Some analysts are excited about the growth in the Balkan country of Romania, a nation that, along with its neighbors, has often struggled to modernize and put aside some of the negative impact of past centuries.
Now, World Bank forecasts for Romania are exceeding expectations.
“World Bank recently increased Romania’s GDP forecast by 0.7 percent to 4.3 percent in 2017,” Binay Sarda, an investment research assistant manager at Aranca, told Balkan Business Wire, adding that new projections of 3.7 percent for 2018 and 3.5 percent in 2019 have also been set.
Sarda works with a leading buy-side firm in the Middle East and has over seven years of experience. He has assisted and overseen a number of projects related to macro-economic and thematic research across geographies.
Sarda said Romania’s GDP increased by 5.7 percent in the first quarter, the highest hike in the European Union. This, he said, was led by an increase in household consumption, which contributed about 4.8 percent to the GDP increase.
“We believe consumption will continue to be the primary engine of GDP growth in the coming years, backed by a rise in the minimum income and wages in the public sector,” Sarda said, also citing increases in public pensions and tax cuts.
Further, Sarda said, the government has started taking steps in the right direction toward growth.
“Various reforms are expected to transfer the consumption-led economic growth to production-led growth by supporting private investment, through cancellation of the construction tax and low cost of funding,” Sarda said. “However, we feel that fiscal relaxation is likely to put pressure on the budget deficit, and may exceed the target of 3 percent of GDP set by the government.

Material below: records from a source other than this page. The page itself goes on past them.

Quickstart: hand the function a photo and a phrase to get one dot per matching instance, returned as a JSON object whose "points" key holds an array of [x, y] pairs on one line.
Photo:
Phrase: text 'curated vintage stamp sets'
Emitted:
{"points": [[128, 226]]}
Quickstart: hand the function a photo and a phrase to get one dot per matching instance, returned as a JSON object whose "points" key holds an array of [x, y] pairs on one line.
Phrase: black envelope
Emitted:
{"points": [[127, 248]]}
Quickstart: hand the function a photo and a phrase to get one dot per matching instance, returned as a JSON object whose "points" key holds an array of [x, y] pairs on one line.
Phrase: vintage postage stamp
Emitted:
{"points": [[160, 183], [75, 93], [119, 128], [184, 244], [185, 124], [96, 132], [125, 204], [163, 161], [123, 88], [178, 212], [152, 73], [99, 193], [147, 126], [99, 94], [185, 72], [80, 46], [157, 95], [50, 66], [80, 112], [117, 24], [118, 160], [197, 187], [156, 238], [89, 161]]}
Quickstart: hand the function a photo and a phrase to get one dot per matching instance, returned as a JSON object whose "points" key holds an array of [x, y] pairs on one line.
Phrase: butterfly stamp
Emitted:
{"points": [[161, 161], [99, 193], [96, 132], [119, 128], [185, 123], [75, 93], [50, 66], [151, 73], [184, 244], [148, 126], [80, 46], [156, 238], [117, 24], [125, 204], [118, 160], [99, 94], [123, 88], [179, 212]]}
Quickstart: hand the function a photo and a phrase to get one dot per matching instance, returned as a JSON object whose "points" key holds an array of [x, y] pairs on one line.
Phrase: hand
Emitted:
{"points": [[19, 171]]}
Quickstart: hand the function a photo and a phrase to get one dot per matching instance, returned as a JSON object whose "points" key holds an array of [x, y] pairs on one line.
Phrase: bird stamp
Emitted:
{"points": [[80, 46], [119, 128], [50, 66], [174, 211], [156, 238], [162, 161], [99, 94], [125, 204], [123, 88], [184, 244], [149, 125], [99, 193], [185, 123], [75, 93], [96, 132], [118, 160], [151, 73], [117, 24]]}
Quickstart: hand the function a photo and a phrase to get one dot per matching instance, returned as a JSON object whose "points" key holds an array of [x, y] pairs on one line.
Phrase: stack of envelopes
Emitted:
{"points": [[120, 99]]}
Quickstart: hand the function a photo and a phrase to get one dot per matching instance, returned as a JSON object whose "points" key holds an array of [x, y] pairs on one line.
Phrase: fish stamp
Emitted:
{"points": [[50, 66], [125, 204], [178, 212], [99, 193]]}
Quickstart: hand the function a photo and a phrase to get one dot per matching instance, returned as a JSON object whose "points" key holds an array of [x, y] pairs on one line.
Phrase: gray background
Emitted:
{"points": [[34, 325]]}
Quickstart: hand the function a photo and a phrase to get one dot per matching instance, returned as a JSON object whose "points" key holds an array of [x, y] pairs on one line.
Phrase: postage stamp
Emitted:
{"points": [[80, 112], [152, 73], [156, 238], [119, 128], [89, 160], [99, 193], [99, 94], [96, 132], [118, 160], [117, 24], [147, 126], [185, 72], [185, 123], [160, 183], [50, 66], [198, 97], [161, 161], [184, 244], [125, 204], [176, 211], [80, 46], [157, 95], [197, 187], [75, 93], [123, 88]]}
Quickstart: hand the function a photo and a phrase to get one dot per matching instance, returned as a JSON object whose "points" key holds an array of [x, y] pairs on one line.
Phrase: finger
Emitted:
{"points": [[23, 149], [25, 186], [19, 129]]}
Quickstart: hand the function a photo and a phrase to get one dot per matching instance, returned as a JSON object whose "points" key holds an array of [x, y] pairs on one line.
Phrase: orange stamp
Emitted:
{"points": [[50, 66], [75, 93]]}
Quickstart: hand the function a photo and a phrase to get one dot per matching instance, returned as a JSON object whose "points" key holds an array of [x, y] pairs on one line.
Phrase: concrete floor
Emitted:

This could result in increased costs of government borrowings and lead to currency devaluation.”
Sarda also said the government might adopt cost-cutting measures if targets are not met, and these could be a “dampener” for future economic growth of the country.
“Going by the government’s commitment to rein in a budget deficit and simultaneously fuel economic growth, we expect it to maintain a prudent balance between fiscal austerity and structural reforms and send a positive signal to the global investor community,” Sarda said.